Chiamato dal ministro De Sanctis a insegnare antropologia
all'Università di Bologna, vi diviene professore di ruolo nel 1883, trasferendosi poi
all'Università di Roma l'anno seguente nella Facoltà di Scienze. Qui fonda nel 1889 un
laboratorio di psicologia sperimentale annesso all'istituto di antropologia.
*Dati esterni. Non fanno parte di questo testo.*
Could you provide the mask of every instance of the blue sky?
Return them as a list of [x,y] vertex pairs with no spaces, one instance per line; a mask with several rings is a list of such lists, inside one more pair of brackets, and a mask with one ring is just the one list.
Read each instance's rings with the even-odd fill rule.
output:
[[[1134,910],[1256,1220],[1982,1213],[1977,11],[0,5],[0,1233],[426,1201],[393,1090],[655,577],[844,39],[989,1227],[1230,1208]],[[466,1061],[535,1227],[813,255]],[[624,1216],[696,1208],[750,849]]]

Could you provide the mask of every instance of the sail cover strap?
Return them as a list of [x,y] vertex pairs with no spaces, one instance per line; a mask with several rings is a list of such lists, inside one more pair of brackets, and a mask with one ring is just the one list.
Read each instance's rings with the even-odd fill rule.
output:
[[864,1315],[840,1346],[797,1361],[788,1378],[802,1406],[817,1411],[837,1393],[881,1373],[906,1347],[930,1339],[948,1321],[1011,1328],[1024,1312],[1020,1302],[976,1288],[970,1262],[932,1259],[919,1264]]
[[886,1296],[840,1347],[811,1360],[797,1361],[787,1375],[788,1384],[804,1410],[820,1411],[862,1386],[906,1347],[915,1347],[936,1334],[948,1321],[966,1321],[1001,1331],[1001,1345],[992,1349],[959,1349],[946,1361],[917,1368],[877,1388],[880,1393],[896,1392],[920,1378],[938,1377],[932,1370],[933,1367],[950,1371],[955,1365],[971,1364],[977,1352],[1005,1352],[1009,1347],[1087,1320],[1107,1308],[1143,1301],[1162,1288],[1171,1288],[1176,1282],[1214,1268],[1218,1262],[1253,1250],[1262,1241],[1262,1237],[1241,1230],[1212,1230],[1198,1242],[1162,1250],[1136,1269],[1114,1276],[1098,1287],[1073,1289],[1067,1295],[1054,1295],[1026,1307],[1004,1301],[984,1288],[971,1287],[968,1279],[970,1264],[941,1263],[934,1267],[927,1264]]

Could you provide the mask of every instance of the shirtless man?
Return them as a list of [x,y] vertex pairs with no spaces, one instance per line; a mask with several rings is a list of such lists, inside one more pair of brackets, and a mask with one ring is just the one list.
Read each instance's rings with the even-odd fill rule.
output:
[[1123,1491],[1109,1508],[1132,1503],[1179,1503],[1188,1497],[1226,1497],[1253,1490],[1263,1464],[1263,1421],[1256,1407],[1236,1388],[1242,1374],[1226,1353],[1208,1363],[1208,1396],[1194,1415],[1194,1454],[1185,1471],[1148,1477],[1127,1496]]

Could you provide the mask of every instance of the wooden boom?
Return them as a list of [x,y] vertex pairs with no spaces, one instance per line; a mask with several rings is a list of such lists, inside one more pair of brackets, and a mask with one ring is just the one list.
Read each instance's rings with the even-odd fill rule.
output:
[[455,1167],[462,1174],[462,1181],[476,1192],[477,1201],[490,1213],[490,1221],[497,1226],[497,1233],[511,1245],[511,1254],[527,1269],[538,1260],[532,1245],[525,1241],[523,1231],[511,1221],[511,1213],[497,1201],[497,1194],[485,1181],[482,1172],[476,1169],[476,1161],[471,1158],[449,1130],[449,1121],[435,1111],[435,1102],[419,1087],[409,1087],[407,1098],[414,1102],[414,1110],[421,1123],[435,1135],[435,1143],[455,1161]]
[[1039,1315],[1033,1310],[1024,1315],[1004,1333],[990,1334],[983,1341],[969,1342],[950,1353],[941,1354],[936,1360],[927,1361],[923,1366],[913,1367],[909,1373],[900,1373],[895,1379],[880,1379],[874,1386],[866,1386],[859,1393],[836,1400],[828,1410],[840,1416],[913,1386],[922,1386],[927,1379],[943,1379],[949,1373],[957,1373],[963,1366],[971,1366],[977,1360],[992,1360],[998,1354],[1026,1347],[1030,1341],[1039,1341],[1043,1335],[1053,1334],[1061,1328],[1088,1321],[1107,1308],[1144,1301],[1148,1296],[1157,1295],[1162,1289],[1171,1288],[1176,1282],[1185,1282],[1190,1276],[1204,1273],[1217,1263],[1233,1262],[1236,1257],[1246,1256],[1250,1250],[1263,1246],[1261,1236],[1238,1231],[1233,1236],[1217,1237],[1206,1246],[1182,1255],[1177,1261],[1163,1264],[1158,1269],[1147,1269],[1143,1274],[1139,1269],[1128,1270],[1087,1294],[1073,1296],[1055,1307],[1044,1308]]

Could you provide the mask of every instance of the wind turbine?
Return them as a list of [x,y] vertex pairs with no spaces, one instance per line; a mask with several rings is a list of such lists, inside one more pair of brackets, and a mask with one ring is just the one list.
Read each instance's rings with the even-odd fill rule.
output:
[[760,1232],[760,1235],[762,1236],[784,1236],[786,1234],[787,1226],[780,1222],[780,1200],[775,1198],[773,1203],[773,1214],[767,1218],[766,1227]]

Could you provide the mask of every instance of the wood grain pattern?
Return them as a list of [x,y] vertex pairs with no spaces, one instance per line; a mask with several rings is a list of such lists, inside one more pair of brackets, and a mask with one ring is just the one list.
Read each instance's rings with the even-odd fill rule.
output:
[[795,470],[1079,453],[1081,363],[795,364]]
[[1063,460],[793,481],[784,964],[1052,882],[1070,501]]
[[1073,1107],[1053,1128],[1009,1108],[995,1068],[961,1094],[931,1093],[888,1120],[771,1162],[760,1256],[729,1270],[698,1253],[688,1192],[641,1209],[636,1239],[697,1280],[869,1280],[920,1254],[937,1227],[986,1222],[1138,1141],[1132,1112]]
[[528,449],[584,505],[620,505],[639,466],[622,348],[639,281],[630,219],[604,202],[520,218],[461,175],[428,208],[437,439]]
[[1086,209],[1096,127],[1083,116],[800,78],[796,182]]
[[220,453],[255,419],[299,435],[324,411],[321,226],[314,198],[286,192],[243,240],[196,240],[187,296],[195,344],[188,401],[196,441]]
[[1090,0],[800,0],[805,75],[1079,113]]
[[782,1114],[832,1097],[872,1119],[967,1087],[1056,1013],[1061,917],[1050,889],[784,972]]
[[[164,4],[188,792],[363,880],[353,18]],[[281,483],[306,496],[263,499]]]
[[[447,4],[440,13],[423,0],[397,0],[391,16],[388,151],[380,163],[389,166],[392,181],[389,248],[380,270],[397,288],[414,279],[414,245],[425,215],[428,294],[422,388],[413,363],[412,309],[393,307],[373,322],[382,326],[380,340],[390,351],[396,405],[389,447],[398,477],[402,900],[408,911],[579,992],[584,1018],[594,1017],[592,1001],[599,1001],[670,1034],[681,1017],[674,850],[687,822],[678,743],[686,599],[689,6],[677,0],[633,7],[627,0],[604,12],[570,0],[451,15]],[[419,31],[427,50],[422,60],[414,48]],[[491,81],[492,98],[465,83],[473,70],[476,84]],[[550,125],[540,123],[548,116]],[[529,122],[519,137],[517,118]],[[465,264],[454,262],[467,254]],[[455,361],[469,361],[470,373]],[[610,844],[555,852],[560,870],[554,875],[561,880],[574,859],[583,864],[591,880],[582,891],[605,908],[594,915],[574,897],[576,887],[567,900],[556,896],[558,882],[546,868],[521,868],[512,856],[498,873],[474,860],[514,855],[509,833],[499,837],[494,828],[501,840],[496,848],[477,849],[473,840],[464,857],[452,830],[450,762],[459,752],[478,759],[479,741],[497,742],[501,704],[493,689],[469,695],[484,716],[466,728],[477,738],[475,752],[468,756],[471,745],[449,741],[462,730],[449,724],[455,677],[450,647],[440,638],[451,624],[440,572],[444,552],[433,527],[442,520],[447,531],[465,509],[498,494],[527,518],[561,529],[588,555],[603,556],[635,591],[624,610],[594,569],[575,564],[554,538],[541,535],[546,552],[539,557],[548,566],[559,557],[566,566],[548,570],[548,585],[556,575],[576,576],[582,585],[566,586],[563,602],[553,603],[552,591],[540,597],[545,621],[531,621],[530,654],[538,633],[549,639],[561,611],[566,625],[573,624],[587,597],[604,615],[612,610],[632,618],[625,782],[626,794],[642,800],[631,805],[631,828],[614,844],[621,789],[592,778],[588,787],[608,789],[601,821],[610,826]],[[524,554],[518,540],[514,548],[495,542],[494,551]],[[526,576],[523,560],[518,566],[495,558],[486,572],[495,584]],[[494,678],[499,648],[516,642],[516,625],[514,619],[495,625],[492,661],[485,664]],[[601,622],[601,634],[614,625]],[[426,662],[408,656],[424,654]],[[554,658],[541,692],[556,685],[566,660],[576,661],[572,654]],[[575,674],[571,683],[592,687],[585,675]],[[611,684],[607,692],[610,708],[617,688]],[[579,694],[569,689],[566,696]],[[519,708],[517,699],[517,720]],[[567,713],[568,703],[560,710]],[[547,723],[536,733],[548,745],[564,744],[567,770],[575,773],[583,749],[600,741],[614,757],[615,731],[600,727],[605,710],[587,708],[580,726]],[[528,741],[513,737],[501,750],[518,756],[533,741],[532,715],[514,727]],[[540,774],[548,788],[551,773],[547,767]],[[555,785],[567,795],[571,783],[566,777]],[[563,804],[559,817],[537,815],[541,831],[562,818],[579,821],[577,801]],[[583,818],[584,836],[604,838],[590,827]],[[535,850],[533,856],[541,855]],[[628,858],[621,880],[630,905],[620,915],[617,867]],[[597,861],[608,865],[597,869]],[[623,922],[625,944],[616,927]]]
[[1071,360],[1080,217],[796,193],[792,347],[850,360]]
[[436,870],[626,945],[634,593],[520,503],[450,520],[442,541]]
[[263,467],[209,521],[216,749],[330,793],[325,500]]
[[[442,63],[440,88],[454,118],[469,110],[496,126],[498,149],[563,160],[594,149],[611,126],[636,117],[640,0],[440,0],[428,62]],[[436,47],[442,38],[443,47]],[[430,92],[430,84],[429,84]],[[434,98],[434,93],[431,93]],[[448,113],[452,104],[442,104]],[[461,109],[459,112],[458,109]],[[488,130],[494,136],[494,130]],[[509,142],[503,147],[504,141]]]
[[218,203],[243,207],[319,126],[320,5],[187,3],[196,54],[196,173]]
Dà vita
inoltre alla "Sapienza" di Roma a un importante museo di antropologia e alla
Società Romana di Antropologia, i cui atti si trasformano presto in "Rivista di
Antropologia". Dotato di spirito polemico e pugnace, in cui non si era spenta la
vivacità dell'antica camicia rossa che aveva combattuto a Milazzo, Sergi ha lasciato
importanti tracce anche in altri campi scientifici, come l'etnologia e la biologia, e come
vedremo la pedagogia, ed è sceso in campo con impeto nei dibattiti e nelle battaglie
civili di interesse generale.
L'editoriale del fascicolo di "Rivista dell'Antropologia" che
aveva celebrato la memoria di Sergi nel 1937 con un apposita adunanza ad un anno dalla
morte, così aveva commentato, non senza enfasi, la sua figura (Direzione ecc., 1935-1937,
p. IX): "Era l'unico superstite di una gloriosa schiera di contemporanei che avevano
dato un'impronta particolare al pensiero scientifico di oltre mezzo secolo combattendo
battaglie memorabili, rinnovando metodi e dottrine e ancora fino al più tardo tramonto
della vita aveva conservato la fede in quegli ideali ai quali si era ispirato in ogni sua
opera".
In quella riunione l'avevano ricordato con calore autorevoli
specialisti come Giuseppe Tucci, Gian Alberto Blanc, Raffaele Pettazzoni, Alfredo
Niceforo. Giuseppe Montesano, (Montesano, 1935-37), direttore di quella scuola ortofrenica
di Roma in cui aveva lavorato com è noto con la Montessori rimastavi sino al 1901
in una comune esperienza di costruzione di una linea di pedagogia e di metodo speciali,
allora ricordava come Sergi avesse inteso la psicologia fisiologica come psicologia
biologica, e come avesse influenzato lo sviluppo della psicopatologia e della ortofrenia.
Ricordava anche come Sergi, non troppo convinto in partenza dei corsi ortofrenici per gli
insegnanti, seguendone gli esami e le attività si fosse poi con onestà ricreduto
collaborando costruttivamente a definire direttive e programmi delle scuole relative.